I'm fitting least squares models with the same predictor and a large number of responses, and all I need are the residuals. The qr.resid function is the simplest I've found to do this, but it takes more memory than necessary because the Fortran code inside of it returns some unnecessary things which are discarded before qr.resid returns the result.

This means that when the number of responses is big enough, my system has to start swapping memory and it takes a very long time to get to the answer. Doing it one by one (with a loop in R) is faster because it doesn't swap, but is (presumably) slower than it would be to do the whole thing in a vectorized way.

That is, this version is faster when y is small enough not to cause swapping:

reslsfit1 <- function (x, y) {
  qr.resid(qr(x),y)
}

But this version is faster for large y because it doesn't swap:

reslsfit2 <- function (x, y) {
  x <- unname(x)
  y <- unname(y)
  out <- matrix(NA, ncol=ncol(y), nrow=nrow(y))
  qrx <- qr(x)
  for(i in 1:ncol(y)) {out[,i] <- qr.resid(qrx, y[,i])}
  out
}

Any suggestions? I'd prefer to use an existing function (or at least, an existing algorithm) rather than rolling my own because of the potential for numerical issues.

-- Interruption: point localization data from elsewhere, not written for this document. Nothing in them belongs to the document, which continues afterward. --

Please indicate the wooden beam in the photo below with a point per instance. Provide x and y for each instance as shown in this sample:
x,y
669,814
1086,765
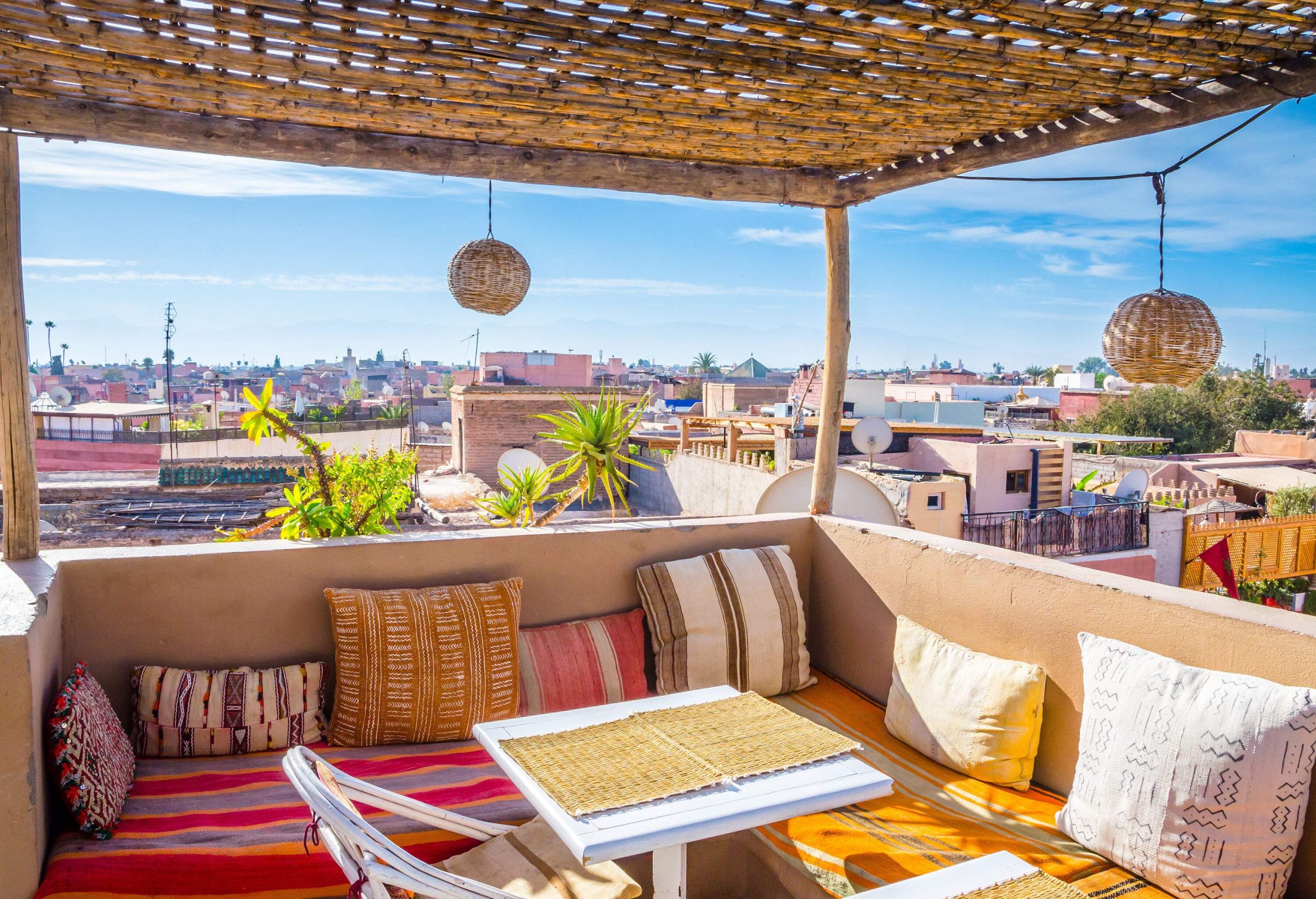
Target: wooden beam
x,y
836,227
17,452
232,136
1224,97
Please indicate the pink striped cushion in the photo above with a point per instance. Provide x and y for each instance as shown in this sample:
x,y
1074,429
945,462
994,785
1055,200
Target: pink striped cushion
x,y
579,664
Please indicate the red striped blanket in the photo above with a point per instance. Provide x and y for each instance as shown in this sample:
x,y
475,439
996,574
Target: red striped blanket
x,y
233,825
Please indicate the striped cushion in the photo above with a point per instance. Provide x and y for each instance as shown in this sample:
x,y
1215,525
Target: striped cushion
x,y
423,665
178,712
728,618
233,827
935,818
579,664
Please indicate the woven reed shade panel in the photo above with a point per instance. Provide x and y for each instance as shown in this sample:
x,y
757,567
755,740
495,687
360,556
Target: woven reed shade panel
x,y
836,88
489,276
1162,337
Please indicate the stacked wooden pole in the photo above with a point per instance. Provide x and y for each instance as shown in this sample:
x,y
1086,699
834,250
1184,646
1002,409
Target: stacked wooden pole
x,y
17,453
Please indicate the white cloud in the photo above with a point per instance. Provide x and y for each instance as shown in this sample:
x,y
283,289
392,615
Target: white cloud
x,y
781,236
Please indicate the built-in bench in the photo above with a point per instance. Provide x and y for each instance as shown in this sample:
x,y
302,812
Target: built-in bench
x,y
220,827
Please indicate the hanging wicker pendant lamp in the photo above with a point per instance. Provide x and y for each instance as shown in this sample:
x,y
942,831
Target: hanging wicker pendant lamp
x,y
489,276
1162,337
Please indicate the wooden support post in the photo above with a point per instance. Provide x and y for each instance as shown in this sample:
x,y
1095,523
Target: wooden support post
x,y
836,224
17,452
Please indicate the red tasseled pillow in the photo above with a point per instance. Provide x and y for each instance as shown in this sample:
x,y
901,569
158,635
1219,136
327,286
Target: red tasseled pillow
x,y
94,759
579,664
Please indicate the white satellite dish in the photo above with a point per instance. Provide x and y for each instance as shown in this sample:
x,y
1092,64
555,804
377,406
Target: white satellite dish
x,y
872,436
856,497
520,460
1134,485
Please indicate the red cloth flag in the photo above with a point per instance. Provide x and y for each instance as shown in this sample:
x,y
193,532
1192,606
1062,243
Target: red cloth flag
x,y
1216,559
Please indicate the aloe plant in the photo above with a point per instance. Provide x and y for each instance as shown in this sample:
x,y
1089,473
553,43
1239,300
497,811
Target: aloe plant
x,y
594,436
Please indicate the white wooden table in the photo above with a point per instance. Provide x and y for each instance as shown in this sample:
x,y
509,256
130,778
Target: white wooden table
x,y
957,879
666,825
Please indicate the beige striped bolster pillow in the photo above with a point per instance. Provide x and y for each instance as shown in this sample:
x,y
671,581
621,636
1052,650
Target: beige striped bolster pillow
x,y
734,618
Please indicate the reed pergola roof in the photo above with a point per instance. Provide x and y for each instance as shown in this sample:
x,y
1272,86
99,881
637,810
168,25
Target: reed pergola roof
x,y
736,99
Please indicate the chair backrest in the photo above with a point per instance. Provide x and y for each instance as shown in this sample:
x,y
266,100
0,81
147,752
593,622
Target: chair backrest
x,y
365,855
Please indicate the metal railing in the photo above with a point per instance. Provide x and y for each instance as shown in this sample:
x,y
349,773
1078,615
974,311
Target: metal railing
x,y
1070,531
206,435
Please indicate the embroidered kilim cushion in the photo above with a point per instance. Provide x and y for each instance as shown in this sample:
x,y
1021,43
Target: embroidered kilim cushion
x,y
579,664
728,618
94,760
977,714
423,665
178,712
532,861
1193,780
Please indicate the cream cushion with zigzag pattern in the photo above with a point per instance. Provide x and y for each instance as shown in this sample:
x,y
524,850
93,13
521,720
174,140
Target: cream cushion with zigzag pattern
x,y
1193,780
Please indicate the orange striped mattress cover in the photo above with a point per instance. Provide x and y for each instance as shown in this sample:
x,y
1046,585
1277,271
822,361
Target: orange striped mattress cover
x,y
934,819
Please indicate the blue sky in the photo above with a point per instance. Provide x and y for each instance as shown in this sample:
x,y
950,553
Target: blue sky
x,y
302,261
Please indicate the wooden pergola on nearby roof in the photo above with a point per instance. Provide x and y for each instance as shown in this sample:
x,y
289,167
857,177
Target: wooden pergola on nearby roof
x,y
761,100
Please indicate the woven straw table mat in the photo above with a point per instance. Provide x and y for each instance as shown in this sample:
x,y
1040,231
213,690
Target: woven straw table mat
x,y
1039,885
670,750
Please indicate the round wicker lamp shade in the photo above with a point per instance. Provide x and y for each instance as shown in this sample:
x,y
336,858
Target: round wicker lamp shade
x,y
489,276
1162,337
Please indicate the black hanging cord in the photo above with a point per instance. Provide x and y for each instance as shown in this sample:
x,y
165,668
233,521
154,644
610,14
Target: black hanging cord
x,y
1157,181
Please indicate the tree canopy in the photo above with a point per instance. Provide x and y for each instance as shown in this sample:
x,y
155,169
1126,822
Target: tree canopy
x,y
1201,419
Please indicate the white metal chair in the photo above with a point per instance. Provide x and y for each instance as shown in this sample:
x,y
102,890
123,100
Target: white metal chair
x,y
372,861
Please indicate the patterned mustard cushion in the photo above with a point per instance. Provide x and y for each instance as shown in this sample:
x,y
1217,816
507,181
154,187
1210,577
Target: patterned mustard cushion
x,y
532,861
423,665
728,618
976,714
94,760
178,712
581,664
1194,780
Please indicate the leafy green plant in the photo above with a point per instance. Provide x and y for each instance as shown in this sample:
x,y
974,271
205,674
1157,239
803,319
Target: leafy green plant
x,y
593,436
1291,501
515,505
341,496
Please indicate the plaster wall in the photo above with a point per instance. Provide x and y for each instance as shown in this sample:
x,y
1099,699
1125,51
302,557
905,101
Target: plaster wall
x,y
1032,610
698,486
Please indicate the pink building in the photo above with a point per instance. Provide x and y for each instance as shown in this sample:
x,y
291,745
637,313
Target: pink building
x,y
537,369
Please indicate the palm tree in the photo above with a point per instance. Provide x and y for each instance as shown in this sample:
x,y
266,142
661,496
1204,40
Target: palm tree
x,y
1036,373
704,364
594,437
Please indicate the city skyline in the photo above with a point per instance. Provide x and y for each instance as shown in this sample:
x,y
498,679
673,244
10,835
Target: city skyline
x,y
277,259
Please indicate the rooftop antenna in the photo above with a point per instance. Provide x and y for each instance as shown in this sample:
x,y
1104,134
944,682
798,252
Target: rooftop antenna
x,y
169,378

Here's code that recreates the issue; you'll have to make N big enough for your system.

set.seed(5)
n <- 1000
N <- 10000 # make this big enough for your system to swap
y <- matrix(rnorm(n*N), ncol=N)
x <- rnorm(n)
r1 <- reslsfit1(x,y)
r2 <- reslsfit2(x,y)

Answer 1

Interestingly, qr.fitted and qr.coef don't seem to take as much memory, so either of these work for me without running out memory. The qr.coef version seems slightly faster.

reslsfit3 <- function(x,y) { y - qr.fitted(qr(x), y) }
reslsfit4 <- function(x,y) { y - A %*% qr.coef(qr(x), y) }

Answer 2

Why does your y-variable have many columns and your x-variable only one? Did you get them mixed up?

Does lsfit do any better, say via lsfit()$residuals? It still uses qr decomposition, so it may not help.